Elective surgery and COVID-19 – April 2020 guidance

There is no doubt that the COVID-19 pandemic will impact every aspect of lives around the globe, and nowhere more acutely than in the medical field.  Elective surgery, reflecting a very broad range of surgical practices, consumes assets from health systems and expends important resources that could be needed in the treatment of COVID-19 patients who require highly complex medical support.

All the communities in the world must prepare to use their available resources in the best way, seeking to reduce the impact, the morbidity and mortality of patients infected with COVID-19. Decisions regarding surgical procedures will need to take guidance from local staffing and health care support, with a recognition of the demands from the pandemic. The impact can be especially serious in Low-and-Middle-Income Countries.

In order to optimise resources and balance individual needs and those of the general population, FIGO and our Minimal Access Surgery (MAS) committee recommend:

1) Suspending elective and non-urgent surgical procedures based on the health resources of each country, and on the response capacity of each health system in particular. The scheduling of benign gynecological elective surgery should be based on the individual conditions of both the patients and the available local and regional resources.

2) Patients who may suffer damage or health consequences due to postponing their surgical procedures must be individually evaluated, and undergo surgery according to strict improved protocols for recovery after surgery and, as far as possible, ensuring short hospital stays or outpatient procedures.

3) Urgent surgical procedures, both obstetrical and benign gynecological, should not be postposed so as to avoid negative effects on the health of patients who require them. Gynecological oncology surgical procedures, considered as elective, should not be postponed either.

4) All the members of the health systems must be aware about current biosafety protocols to assure both patients and personal safety. Adequate access to Personal Protection Equipment (PPE) is essential.

5)  Pregnancy terminations are NOT elective.

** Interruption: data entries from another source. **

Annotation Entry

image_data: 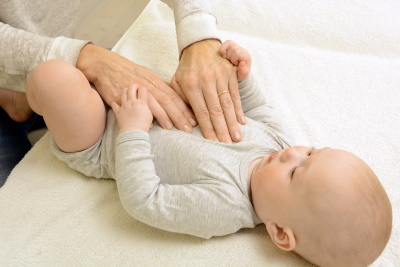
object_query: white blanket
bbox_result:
[0,0,400,266]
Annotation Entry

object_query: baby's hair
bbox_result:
[299,154,392,266]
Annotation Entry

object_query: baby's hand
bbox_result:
[111,84,153,133]
[219,40,251,82]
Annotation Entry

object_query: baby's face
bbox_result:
[251,146,355,223]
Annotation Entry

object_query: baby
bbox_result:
[26,41,392,266]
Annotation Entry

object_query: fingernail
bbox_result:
[189,118,197,126]
[164,121,174,130]
[183,124,192,133]
[234,131,241,140]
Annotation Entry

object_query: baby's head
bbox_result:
[251,146,392,266]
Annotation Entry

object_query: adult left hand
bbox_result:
[170,39,246,143]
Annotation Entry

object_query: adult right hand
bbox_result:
[171,39,246,143]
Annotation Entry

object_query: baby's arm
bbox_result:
[115,131,247,238]
[111,84,153,133]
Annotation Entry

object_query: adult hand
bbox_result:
[76,44,196,132]
[171,39,246,143]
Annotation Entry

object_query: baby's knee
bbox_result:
[27,59,77,91]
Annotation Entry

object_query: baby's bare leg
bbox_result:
[0,88,33,122]
[26,59,106,152]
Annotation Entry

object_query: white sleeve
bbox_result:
[162,0,220,55]
[0,22,88,92]
[115,131,248,238]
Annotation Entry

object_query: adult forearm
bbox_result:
[159,0,219,55]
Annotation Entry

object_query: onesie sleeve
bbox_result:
[163,0,220,55]
[115,131,248,238]
[239,74,295,147]
[0,22,88,92]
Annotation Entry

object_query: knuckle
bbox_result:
[215,127,229,137]
[196,109,210,120]
[220,97,233,109]
[158,94,173,106]
[209,105,224,117]
[174,112,185,122]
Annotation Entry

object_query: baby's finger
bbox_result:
[111,102,121,113]
[138,87,147,104]
[121,87,128,105]
[127,84,139,101]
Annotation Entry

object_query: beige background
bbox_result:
[75,0,150,48]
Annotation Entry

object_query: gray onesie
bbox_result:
[52,76,292,238]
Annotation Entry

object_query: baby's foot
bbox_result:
[0,88,33,122]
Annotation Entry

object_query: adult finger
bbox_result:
[217,78,242,142]
[228,67,246,125]
[153,83,194,133]
[203,82,232,144]
[147,93,173,130]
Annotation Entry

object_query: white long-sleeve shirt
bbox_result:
[0,0,218,92]
[52,77,294,238]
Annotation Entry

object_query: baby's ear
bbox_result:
[265,220,296,251]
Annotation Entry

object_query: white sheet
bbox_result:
[0,0,400,266]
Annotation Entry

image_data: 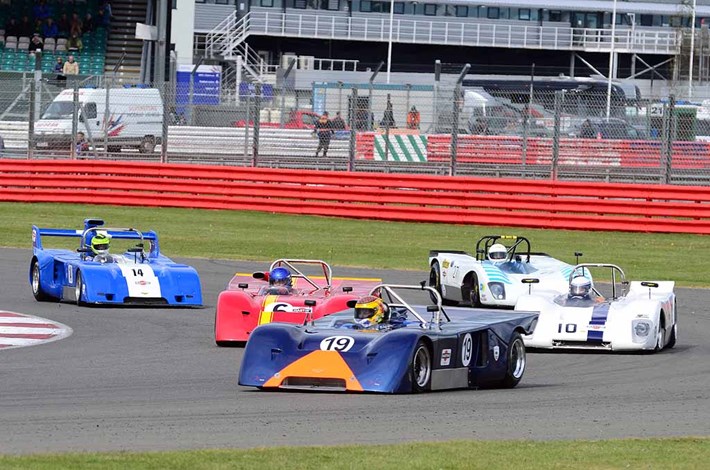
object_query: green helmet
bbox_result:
[91,233,111,255]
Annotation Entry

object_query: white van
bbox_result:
[35,88,163,153]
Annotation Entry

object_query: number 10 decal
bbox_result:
[557,323,577,333]
[320,336,355,352]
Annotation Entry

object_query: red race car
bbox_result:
[214,259,382,346]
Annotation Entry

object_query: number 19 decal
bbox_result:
[557,323,577,333]
[320,336,355,352]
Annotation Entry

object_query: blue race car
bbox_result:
[239,284,537,393]
[29,219,202,307]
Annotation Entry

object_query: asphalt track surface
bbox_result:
[0,249,710,454]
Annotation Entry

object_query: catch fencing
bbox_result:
[0,73,710,185]
[0,159,710,234]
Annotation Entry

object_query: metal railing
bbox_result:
[207,10,681,55]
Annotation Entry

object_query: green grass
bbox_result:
[0,203,710,286]
[0,438,710,470]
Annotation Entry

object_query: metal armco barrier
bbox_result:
[0,159,710,234]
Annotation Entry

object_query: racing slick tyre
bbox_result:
[500,331,527,388]
[429,261,456,305]
[30,260,49,302]
[138,135,155,153]
[464,273,481,308]
[653,322,666,352]
[409,340,432,393]
[74,270,84,305]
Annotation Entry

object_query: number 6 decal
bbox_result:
[320,336,355,352]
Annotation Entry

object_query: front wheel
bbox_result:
[467,273,481,307]
[74,271,84,305]
[409,340,431,393]
[138,135,155,153]
[30,260,49,302]
[500,332,527,388]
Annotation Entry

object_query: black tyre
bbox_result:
[429,261,457,305]
[30,260,49,302]
[466,273,481,307]
[409,340,432,393]
[500,332,527,388]
[74,271,84,305]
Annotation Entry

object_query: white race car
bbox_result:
[515,263,678,352]
[429,235,581,308]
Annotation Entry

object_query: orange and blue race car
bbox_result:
[239,283,538,393]
[214,259,382,346]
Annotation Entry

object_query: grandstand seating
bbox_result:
[0,0,108,75]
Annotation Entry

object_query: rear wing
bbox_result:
[32,221,160,258]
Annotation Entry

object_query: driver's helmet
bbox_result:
[91,232,111,255]
[488,243,508,263]
[569,276,592,297]
[355,295,389,328]
[269,268,293,289]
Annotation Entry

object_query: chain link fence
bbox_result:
[0,64,710,185]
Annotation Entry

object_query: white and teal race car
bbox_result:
[429,235,581,308]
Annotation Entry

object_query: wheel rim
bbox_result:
[413,346,431,388]
[32,263,39,294]
[510,338,526,379]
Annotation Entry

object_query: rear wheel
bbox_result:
[409,340,431,393]
[74,271,84,305]
[30,260,49,302]
[466,273,481,307]
[500,331,527,388]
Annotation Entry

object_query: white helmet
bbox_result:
[488,243,508,263]
[569,276,592,297]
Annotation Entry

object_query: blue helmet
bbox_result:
[269,268,292,287]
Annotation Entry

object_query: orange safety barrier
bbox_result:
[0,160,710,234]
[426,134,710,169]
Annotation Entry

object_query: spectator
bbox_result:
[18,15,35,38]
[28,33,44,52]
[380,101,397,129]
[67,33,84,51]
[69,13,84,36]
[84,13,96,33]
[57,13,71,38]
[315,111,333,157]
[5,18,20,37]
[407,106,422,129]
[42,18,59,39]
[32,0,52,22]
[62,54,79,75]
[331,111,345,130]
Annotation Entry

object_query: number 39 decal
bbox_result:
[320,336,355,352]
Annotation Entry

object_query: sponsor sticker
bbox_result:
[441,349,451,366]
[461,333,473,367]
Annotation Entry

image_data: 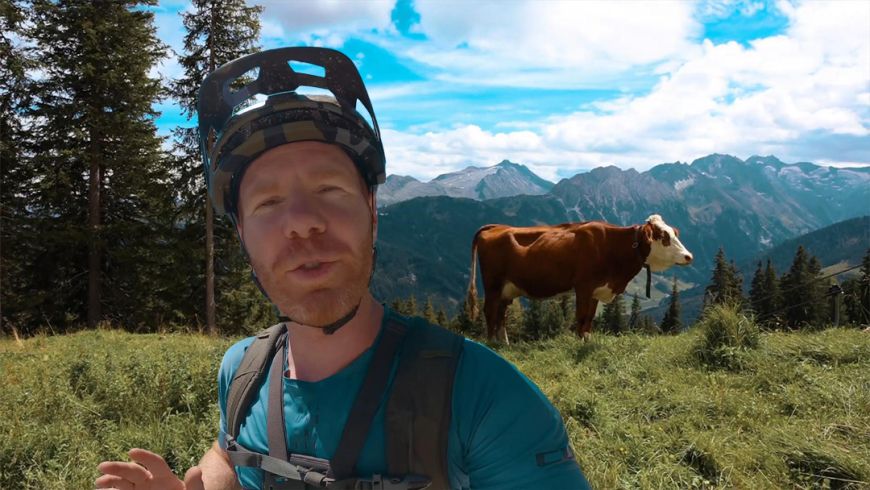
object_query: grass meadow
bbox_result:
[0,322,870,489]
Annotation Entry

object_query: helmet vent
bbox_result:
[355,100,375,132]
[287,60,326,78]
[230,66,260,94]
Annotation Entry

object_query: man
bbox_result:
[96,48,588,490]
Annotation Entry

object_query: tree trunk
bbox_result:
[88,153,102,328]
[205,190,217,335]
[205,5,217,336]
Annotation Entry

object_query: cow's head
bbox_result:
[643,214,692,272]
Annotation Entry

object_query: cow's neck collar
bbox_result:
[631,225,652,298]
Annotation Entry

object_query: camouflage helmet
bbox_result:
[197,47,386,219]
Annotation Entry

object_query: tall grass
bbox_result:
[0,329,870,489]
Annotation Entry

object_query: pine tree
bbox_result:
[781,245,825,328]
[628,293,640,332]
[170,0,263,334]
[807,255,831,326]
[27,0,174,332]
[749,261,767,318]
[843,248,870,325]
[757,259,782,325]
[435,307,448,328]
[661,276,683,334]
[423,295,437,323]
[390,298,403,313]
[405,294,419,316]
[638,314,662,335]
[704,247,743,310]
[602,294,626,335]
[0,1,37,329]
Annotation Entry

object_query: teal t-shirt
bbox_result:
[218,307,589,490]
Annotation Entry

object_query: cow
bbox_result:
[466,214,692,343]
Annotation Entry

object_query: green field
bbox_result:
[0,329,870,489]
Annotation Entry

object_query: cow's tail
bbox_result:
[465,225,492,321]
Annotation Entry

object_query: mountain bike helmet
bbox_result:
[197,47,386,221]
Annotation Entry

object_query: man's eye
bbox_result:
[257,197,278,209]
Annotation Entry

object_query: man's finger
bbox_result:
[97,461,151,485]
[94,475,135,490]
[184,466,205,490]
[127,448,174,478]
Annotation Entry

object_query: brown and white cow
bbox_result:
[467,214,692,343]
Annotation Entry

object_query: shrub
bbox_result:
[695,304,759,369]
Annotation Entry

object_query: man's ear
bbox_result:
[370,189,378,245]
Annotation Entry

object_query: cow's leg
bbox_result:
[496,299,513,345]
[483,290,502,340]
[574,289,598,340]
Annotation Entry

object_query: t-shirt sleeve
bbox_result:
[218,337,255,449]
[453,341,589,490]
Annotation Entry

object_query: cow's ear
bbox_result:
[643,223,653,243]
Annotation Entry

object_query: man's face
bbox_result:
[238,141,377,326]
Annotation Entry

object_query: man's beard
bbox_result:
[252,234,374,328]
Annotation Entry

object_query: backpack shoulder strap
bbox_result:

They are time-sensitive and as such must be allocated the office and surgical care required to provide for the health and well-being of women.

6) For patients who do undergo surgery, the operating room environment must provide protective equipment for personnel. Whether patients are symptomatic, infected, at risk or asymptomatic, the potential for COVID-19 must be assumed. Emerging recommendations are such that only anesthesiologists should be in the operating room for intubation or extubation. When using electrosurgery, viral particles may have the potential to spread in the operating room environment, so strategies to reduce risk include, but are not restricted to: using adequate and sufficient PPE, reducing surgical smoke by using smoke evacuators, and setting electrosurgical units as low as possible or ensuring all surgical material is clean and properly disinfected.

The rapid evolution of the situation forces us to periodically review the measures taken and analyse the clinical, social and economic context derived from each decision taken.